Computer Science and Engineering

First Advisor

Song Wang


For identifying the disease-effected regions using medical images, it is important to bring all individual instances into the common space for comparison (between normal and abnormal groups). To achieve this, one way is to identify the shape-based correspondences between multiple instances of the same organ. The objective of shape correspondence then is to identify corresponding landmarks across a population of instances of the same shape. However, the non-rigid variation observed in naturally occurring 3D structures leads to a highly non-linear and complex problem. While various efforts have been made to address the problem of shape correspondence in previous research works, most existing methods are limited in their application to the smooth, closed-surface type of shape.
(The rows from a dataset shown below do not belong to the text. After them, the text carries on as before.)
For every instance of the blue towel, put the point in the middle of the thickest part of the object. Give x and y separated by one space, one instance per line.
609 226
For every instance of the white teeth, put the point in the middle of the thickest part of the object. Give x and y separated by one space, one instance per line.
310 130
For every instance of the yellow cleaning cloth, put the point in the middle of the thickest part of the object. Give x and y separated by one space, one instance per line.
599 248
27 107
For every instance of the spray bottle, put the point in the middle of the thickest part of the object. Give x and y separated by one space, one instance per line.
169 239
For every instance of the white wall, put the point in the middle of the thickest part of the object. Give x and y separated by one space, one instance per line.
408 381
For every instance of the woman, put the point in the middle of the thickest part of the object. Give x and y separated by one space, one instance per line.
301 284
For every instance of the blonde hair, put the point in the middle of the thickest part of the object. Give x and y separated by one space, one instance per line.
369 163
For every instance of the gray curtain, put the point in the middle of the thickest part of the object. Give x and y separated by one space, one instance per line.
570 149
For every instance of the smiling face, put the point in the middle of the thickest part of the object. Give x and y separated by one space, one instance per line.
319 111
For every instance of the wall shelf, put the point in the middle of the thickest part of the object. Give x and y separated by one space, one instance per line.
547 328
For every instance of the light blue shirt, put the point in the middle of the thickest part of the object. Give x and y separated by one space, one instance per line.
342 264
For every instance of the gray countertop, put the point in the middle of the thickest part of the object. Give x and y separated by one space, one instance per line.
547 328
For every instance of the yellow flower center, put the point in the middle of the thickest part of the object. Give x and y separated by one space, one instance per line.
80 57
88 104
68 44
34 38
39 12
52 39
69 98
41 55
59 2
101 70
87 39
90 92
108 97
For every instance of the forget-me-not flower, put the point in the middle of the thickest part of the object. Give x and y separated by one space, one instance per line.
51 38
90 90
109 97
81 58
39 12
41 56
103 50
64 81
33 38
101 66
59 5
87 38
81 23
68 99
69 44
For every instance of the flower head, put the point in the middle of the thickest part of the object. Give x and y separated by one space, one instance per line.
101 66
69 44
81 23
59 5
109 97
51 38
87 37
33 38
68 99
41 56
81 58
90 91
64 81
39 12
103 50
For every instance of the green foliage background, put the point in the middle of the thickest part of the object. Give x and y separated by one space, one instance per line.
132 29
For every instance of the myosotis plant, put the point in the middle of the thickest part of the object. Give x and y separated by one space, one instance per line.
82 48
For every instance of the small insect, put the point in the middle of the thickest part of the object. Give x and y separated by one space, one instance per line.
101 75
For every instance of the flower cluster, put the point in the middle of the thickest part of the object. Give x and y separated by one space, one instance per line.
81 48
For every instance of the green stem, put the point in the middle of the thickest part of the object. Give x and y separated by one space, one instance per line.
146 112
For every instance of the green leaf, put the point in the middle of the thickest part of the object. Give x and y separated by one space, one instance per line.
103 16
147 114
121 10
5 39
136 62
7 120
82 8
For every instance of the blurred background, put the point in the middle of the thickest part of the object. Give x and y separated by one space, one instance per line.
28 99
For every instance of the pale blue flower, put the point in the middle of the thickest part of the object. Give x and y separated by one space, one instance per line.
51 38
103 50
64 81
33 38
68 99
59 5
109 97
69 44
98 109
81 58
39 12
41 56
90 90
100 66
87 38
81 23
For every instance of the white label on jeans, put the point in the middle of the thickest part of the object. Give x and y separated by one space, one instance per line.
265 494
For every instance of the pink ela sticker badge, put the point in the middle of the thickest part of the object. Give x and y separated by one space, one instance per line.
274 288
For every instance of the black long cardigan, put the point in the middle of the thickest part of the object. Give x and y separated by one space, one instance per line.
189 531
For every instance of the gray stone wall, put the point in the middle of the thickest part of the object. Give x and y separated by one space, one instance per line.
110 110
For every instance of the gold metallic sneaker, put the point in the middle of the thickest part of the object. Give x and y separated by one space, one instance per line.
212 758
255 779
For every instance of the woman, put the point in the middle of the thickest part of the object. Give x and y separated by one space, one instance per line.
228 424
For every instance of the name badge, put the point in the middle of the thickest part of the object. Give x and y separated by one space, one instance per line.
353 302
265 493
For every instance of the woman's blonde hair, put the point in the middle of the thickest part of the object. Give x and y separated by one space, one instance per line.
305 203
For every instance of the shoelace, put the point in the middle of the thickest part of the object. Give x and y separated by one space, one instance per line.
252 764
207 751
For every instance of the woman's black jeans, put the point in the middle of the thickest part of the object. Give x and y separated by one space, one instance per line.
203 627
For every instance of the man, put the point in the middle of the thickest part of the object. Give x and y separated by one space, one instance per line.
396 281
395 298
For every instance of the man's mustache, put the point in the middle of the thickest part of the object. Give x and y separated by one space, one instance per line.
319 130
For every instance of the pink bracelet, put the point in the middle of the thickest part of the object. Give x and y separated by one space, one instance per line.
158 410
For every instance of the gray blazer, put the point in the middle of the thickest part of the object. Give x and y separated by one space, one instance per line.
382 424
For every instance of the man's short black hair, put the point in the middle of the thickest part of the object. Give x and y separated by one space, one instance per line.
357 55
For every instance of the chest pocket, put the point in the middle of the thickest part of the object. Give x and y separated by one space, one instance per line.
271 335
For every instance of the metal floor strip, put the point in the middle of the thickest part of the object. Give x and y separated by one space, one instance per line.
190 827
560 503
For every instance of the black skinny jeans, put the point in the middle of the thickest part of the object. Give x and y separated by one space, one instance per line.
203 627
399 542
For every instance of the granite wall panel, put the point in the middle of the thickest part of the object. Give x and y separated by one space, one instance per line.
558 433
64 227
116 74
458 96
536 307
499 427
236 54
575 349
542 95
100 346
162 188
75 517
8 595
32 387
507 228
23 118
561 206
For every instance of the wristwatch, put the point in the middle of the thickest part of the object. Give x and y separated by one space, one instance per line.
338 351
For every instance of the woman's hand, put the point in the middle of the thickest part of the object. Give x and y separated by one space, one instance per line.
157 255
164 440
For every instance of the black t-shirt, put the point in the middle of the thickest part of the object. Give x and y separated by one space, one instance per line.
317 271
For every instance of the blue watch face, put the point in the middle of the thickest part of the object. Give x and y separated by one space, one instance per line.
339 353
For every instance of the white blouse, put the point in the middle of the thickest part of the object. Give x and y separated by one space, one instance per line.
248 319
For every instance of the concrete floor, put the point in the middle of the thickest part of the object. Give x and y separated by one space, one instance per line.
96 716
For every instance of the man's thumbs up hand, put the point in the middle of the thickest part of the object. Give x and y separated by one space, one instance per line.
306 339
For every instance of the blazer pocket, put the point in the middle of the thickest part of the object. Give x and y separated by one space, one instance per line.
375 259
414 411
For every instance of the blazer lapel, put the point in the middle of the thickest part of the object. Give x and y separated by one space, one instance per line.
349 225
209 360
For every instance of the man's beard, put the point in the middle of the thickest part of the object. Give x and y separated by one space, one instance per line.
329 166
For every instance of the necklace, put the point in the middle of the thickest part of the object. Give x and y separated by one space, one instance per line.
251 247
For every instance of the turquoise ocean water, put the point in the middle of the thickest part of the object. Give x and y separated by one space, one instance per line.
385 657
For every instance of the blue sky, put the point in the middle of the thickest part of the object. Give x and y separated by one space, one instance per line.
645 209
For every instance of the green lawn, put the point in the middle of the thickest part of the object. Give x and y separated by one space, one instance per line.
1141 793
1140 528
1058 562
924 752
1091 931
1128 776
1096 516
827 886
Due to the importance of shape correspondence in various computer vision tasks, especially medical imaging-related applications, this work investigates the problem of shape correspondence for the case of open-surface shapes and highly convoluted surfaces. This work introduces a novel 3D landmark sliding framework which can be used to bring both closed-surface and open-surface shapes into correspondence. Further, this work introduces the concept of topological consistency of landmarks, which has previously not been included in shape correspondence research. The developed landmark sliding framework and topology consistency are able to perform shape correspondence more accurately and efficiently compared to existing methods. Finally, this work introduces a method of organizing a population of shape instances into a novel tree structure to minimize the shape correspondence errors by pairing similar instances together while constraining the height of the tree to minimize accumulation of errors.